Sir Patrick Stewart: Yes, at 12 years old in the dangerous world that I was in, with a very difficult home life, I found the stage was the safest place to be. It was predetermined and predictable – and furthermore you got to be someone else. All the problems only began when you left the building.
When I first heard that a few years ago, about the stage being the safest place to be, it really clicked for me. That's why it's possible to be shy in everyday life and love performing or at least be confident performing. That's why I find it easier to deliver a prepared speech, than to socialise with people I don't know. That's why I immediately related to Tina when I started watching Glee. It appeals to the lapsed performer in me.
- And now appealing to the geek in me: Psychobabble: Curing homosexuality?
"It helps to answer a perplexing question – how can there be 'gay genes' given that gay sex doesn't lead to procreation?" says Dean Hamer of the National Institutes of Health in Bethesda, Maryland, who was not involved in the work. "The answer is remarkably simple: the same gene that causes men to like men also causes women to like men, and as a result to have more children."
- Wicked Pretty Things: An YA Anthology That Tried To De-Gay A Character and How Two Writers, Jessica Verday and Seanan McGuire, Stood Up And Said "NO!"
Author Jessica Verday was one of a number of authors whose short stories were slated to be published in an upcoming anthology edited by Trisha Telep, "a collection of dark fairy YA stories (with a bit of a romantic edge)." Last week Jessica announced she has pulled her story, "Flesh Which Is Not Flesh," from the collection. Why?

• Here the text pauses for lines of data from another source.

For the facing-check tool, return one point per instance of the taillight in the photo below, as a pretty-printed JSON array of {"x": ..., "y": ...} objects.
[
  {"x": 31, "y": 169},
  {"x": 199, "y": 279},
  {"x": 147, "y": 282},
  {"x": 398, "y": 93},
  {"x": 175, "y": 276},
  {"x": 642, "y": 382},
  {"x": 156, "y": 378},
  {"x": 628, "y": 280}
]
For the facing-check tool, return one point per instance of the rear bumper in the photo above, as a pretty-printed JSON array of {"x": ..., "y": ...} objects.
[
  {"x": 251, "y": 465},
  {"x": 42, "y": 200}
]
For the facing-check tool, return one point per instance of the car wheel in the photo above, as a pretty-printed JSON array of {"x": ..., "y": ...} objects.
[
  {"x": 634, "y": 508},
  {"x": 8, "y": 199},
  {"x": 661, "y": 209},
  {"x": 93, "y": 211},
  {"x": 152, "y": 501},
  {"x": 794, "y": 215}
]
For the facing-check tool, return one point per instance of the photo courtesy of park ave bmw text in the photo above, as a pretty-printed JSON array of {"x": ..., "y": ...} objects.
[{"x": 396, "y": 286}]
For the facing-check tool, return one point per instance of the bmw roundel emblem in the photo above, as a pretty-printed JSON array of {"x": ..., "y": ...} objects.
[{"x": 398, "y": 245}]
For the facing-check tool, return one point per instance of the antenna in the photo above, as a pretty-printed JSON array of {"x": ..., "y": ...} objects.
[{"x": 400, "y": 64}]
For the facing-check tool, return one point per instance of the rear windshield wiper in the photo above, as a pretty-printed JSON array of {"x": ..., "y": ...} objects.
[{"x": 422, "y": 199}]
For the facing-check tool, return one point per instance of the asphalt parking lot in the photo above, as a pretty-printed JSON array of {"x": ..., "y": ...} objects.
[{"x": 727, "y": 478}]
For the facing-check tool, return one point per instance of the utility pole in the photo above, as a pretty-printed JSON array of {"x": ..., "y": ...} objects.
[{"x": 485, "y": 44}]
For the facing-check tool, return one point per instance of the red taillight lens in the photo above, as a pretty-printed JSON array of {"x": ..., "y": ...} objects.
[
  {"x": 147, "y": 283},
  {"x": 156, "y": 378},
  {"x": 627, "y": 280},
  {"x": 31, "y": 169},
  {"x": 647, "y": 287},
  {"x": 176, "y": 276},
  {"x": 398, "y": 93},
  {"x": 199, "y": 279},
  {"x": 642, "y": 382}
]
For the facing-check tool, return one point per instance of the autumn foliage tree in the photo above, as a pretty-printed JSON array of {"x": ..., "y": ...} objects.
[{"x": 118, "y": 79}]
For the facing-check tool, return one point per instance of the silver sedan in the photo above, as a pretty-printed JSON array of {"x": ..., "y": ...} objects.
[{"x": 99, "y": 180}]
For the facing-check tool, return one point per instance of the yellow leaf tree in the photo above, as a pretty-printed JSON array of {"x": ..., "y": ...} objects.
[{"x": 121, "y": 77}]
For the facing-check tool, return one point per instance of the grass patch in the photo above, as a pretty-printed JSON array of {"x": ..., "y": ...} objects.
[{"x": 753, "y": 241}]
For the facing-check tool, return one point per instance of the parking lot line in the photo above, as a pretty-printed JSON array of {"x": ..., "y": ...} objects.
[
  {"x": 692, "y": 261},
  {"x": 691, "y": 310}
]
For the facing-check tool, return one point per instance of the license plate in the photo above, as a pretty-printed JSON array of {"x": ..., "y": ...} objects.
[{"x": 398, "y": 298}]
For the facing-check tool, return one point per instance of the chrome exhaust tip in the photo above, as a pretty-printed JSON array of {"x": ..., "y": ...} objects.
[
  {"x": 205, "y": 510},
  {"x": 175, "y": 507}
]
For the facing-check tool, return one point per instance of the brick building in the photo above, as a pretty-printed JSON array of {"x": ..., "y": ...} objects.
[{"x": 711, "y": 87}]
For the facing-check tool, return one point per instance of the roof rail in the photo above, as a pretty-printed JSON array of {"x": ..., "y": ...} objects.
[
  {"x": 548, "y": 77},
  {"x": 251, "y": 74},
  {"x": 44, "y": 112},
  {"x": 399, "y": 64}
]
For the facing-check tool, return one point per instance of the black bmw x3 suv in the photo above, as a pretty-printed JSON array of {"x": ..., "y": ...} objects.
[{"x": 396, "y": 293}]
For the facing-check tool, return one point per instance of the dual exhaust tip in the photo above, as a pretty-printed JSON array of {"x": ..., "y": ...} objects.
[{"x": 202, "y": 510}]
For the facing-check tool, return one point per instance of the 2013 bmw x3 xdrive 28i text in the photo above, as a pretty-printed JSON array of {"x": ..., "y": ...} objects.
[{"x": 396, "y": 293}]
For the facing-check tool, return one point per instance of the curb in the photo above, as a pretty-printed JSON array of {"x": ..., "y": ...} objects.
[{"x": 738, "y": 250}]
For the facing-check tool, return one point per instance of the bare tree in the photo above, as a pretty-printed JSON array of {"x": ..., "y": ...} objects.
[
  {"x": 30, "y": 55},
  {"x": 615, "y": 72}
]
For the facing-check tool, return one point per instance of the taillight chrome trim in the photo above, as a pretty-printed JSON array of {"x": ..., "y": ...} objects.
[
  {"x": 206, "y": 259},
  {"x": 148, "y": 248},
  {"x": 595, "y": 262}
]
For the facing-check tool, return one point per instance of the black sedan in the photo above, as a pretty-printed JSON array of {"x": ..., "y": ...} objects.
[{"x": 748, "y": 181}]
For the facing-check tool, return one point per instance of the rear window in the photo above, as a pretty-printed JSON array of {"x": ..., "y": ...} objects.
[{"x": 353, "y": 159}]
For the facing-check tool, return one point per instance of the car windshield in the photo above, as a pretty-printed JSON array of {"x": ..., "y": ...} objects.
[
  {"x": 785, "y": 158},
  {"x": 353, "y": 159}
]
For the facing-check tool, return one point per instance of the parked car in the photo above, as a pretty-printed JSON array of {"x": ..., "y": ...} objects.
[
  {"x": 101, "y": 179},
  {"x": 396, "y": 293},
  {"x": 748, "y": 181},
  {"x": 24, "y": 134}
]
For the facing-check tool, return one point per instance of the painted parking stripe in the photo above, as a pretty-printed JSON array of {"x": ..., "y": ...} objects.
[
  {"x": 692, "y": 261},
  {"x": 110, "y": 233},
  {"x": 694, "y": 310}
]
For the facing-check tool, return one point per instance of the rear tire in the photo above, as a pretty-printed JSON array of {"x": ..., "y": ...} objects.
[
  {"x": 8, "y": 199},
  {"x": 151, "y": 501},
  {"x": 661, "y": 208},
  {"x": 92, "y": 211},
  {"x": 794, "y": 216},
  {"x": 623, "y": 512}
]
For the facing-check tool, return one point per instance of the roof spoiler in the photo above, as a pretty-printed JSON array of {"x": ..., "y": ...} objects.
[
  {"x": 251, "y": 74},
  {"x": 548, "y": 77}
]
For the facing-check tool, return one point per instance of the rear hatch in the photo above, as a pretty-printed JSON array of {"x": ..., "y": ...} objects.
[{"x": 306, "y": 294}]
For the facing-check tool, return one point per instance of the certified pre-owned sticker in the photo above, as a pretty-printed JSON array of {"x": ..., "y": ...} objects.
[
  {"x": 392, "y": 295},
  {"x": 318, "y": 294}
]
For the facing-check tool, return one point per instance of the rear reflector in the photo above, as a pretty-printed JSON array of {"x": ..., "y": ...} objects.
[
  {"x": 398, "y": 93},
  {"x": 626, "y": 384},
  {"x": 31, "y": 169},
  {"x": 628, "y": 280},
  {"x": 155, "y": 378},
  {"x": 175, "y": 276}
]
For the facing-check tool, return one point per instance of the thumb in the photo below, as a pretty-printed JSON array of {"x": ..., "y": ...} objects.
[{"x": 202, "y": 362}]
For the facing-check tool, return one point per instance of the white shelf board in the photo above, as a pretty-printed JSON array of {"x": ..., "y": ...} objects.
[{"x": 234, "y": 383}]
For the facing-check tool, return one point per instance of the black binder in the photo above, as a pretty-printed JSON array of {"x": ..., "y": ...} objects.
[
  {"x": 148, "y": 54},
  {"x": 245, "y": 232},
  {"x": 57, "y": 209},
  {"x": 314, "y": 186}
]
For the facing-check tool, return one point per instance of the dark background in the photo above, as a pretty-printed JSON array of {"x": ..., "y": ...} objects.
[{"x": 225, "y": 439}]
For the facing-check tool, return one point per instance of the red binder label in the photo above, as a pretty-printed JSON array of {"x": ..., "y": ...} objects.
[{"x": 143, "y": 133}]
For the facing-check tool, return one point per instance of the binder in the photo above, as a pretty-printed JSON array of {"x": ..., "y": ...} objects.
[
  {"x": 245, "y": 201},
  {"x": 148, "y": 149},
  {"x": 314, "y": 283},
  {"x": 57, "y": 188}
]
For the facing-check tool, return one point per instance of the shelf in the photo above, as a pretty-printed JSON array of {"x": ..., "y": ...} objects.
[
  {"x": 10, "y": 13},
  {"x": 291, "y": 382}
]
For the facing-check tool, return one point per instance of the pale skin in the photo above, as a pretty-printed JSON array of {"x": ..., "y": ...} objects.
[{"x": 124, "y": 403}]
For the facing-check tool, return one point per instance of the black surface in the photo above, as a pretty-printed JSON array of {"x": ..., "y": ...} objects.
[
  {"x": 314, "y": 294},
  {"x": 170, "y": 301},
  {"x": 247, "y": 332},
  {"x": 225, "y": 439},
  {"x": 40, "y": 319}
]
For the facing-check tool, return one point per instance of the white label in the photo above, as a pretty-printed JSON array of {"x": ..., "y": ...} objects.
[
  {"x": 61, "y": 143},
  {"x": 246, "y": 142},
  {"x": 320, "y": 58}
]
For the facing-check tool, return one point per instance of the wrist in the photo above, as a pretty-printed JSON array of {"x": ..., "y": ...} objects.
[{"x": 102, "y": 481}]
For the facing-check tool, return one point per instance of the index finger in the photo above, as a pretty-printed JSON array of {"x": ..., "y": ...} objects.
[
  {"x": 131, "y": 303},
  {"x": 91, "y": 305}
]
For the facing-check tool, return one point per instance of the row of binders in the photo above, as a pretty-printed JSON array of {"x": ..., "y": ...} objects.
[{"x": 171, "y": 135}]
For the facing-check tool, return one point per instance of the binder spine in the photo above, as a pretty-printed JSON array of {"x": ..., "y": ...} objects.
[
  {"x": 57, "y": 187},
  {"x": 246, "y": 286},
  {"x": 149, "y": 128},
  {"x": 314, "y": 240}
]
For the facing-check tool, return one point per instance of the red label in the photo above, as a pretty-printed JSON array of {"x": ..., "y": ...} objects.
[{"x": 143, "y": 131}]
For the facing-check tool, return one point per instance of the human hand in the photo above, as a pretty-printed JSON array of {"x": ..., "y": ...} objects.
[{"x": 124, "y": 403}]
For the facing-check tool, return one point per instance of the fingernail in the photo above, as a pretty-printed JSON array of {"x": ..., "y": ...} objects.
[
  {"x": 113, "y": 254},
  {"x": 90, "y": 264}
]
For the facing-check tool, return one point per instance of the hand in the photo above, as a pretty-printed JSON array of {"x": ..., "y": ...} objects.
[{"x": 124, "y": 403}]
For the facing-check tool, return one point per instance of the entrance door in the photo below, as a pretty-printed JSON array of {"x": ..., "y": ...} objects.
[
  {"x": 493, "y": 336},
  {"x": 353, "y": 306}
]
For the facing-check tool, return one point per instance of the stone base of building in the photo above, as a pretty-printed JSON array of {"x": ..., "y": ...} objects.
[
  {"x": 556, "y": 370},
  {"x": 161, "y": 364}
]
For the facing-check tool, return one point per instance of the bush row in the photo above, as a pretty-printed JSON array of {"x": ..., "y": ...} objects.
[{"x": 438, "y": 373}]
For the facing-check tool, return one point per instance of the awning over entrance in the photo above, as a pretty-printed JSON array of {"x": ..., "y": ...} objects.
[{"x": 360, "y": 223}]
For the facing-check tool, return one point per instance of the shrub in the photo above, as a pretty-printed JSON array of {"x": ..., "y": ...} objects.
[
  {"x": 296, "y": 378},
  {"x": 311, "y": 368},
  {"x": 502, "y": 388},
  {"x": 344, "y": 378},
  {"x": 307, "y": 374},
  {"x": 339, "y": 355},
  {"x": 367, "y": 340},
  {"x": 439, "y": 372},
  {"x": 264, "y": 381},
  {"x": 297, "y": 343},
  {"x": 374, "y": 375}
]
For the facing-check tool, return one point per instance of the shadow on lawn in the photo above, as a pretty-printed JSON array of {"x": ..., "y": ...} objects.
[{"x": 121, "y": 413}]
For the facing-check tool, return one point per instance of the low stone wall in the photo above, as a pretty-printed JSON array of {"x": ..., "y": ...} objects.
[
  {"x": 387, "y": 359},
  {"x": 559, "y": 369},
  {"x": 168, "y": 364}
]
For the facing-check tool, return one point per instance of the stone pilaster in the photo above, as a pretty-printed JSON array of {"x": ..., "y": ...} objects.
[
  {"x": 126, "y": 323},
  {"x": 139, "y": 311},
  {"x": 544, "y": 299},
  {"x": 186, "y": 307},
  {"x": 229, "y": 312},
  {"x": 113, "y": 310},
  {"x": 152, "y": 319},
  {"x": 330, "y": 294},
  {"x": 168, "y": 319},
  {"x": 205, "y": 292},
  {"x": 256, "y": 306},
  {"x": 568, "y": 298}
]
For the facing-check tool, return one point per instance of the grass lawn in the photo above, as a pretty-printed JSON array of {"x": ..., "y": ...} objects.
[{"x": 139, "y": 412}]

"I was told that the story I wrote, which features Wesley (a boy) and Cameron (a boy), who were both in love with each other, would have to be published as a male/female story because a male/male story would not be acceptable to the publishers."
If you hadn't heard about it before, this is a good summary of the whole debacle. Good on the authors for standing on principle, even at the risk of not getting published.
- Confessions of a Book Hoarder.
I hoped to rid myself of a quarter of my books. Nothing so ridiculous happened, of course, but the fact that I found about a half dozen copies of Joseph Boyden's Through Black Spruce — which I still have not read — and four copies of Lucy Knisley's graphic novel French Milk — ditto — was proof enough that my addiction had crossed the line into a dark, uncharted area, where intervention may be necessary. I thought it was also fitting that I found both of my e-readers gathering dust under piles of books.
Thankfully, I've never had any problems throwing out truly terrible books, and I've read some dire ones. In fact, I gleefully toss them in the bin. I do however keep books I haven't read in the vague hope that I really will get around to them one day. Some of those books I got almost 10 years ago. That one day hasn't come yet.